Re: Does Codd's view of a relational database differ from that of Date & Darwin? [M.Gittens]
Date: Thu, 09 Jun 2005 11:38:05 +0200
Message-ID: <42a80e10$1_at_news.fhg.de>
mountain man schrieb:
> "Ged Byrne" <ged.byrne_at_gmail.com> wrote in message
> news:1118233809.640856.266410_at_z14g2000cwz.googlegroups.com...
>
>>NULLs in the real world? Where, I don't see any?
>
>
> So you have you ever noticed
> an absence of something?
Interesting question.
The answer is that things exist in multidimensional (and hierarchical) space. This means that they may have a concrete coordinate along one dimension and be absent along another dimension. There is normally a reference which allows us to see things independent of their presence in any dimension (we can define a model without references but it is not very practically useful but interesting theoretically).
Example 1.
HOUSES (id, area)
1, 130
2, 95
CARS (id, power)
3, 120
4, 150
We have actually 4 things (facts, rows, records, objects etc.) in our database but they show themselves in different dimensions with no intersection (such domains are said to be independent or perpendecular in concept-oriented model).
An equivalent canonical or primitive semantics of this database is written as follows
Example 2.
HOUSES_CARS (id, area, power)
1, 130, null 2, 95, null 3, null, 120 4, null 150
Here we explicitly see that things 1 and 2 are absent along dimension power.
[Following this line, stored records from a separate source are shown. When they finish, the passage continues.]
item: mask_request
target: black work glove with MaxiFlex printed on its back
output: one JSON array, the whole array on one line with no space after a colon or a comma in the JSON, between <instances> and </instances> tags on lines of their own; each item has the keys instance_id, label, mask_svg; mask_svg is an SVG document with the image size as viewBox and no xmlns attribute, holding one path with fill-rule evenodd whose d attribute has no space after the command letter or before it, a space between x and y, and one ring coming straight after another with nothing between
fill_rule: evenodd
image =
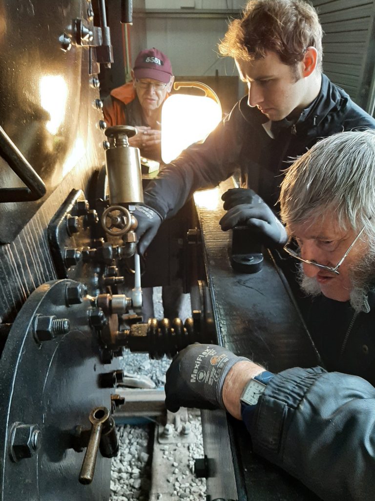
<instances>
[{"instance_id":1,"label":"black work glove with MaxiFlex printed on its back","mask_svg":"<svg viewBox=\"0 0 375 501\"><path fill-rule=\"evenodd\" d=\"M195 343L181 350L166 371L165 405L225 410L222 386L229 369L241 360L221 346Z\"/></svg>"}]
</instances>

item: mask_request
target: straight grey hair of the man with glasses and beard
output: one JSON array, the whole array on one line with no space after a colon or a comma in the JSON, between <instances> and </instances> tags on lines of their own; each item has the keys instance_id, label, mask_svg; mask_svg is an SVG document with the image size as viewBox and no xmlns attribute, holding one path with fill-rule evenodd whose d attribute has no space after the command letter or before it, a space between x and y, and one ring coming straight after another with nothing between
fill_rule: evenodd
<instances>
[{"instance_id":1,"label":"straight grey hair of the man with glasses and beard","mask_svg":"<svg viewBox=\"0 0 375 501\"><path fill-rule=\"evenodd\" d=\"M340 132L316 143L286 170L279 202L286 226L335 214L339 227L365 226L374 241L375 131Z\"/></svg>"}]
</instances>

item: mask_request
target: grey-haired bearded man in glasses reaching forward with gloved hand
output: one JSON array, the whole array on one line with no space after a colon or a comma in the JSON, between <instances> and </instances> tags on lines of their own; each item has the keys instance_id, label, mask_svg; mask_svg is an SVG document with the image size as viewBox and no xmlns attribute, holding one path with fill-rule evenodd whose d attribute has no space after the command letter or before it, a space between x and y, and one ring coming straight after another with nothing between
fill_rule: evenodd
<instances>
[{"instance_id":1,"label":"grey-haired bearded man in glasses reaching forward with gloved hand","mask_svg":"<svg viewBox=\"0 0 375 501\"><path fill-rule=\"evenodd\" d=\"M375 132L365 131L323 139L281 183L285 250L316 295L312 336L327 370L272 374L220 346L195 344L166 377L167 408L222 408L242 419L256 453L326 501L369 501L375 491L374 179ZM192 382L197 357L214 386Z\"/></svg>"}]
</instances>

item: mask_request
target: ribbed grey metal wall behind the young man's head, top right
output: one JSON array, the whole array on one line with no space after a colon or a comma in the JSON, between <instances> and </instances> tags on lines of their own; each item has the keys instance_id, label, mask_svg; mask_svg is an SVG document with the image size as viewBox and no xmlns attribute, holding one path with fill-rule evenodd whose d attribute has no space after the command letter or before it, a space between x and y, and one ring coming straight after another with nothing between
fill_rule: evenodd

If we project everything onto this dimension then we will see only two objects 3 and 4. But we still can see things 1 and 2 along dimension area where they exist and by means of their references. (By "we" I meant our database and its aggregation functions, join operation and other functions.)
By the way, if we write unknown instead of null in this example then we will have 4 objects present in all 4 dimensions (but some values will be unknown).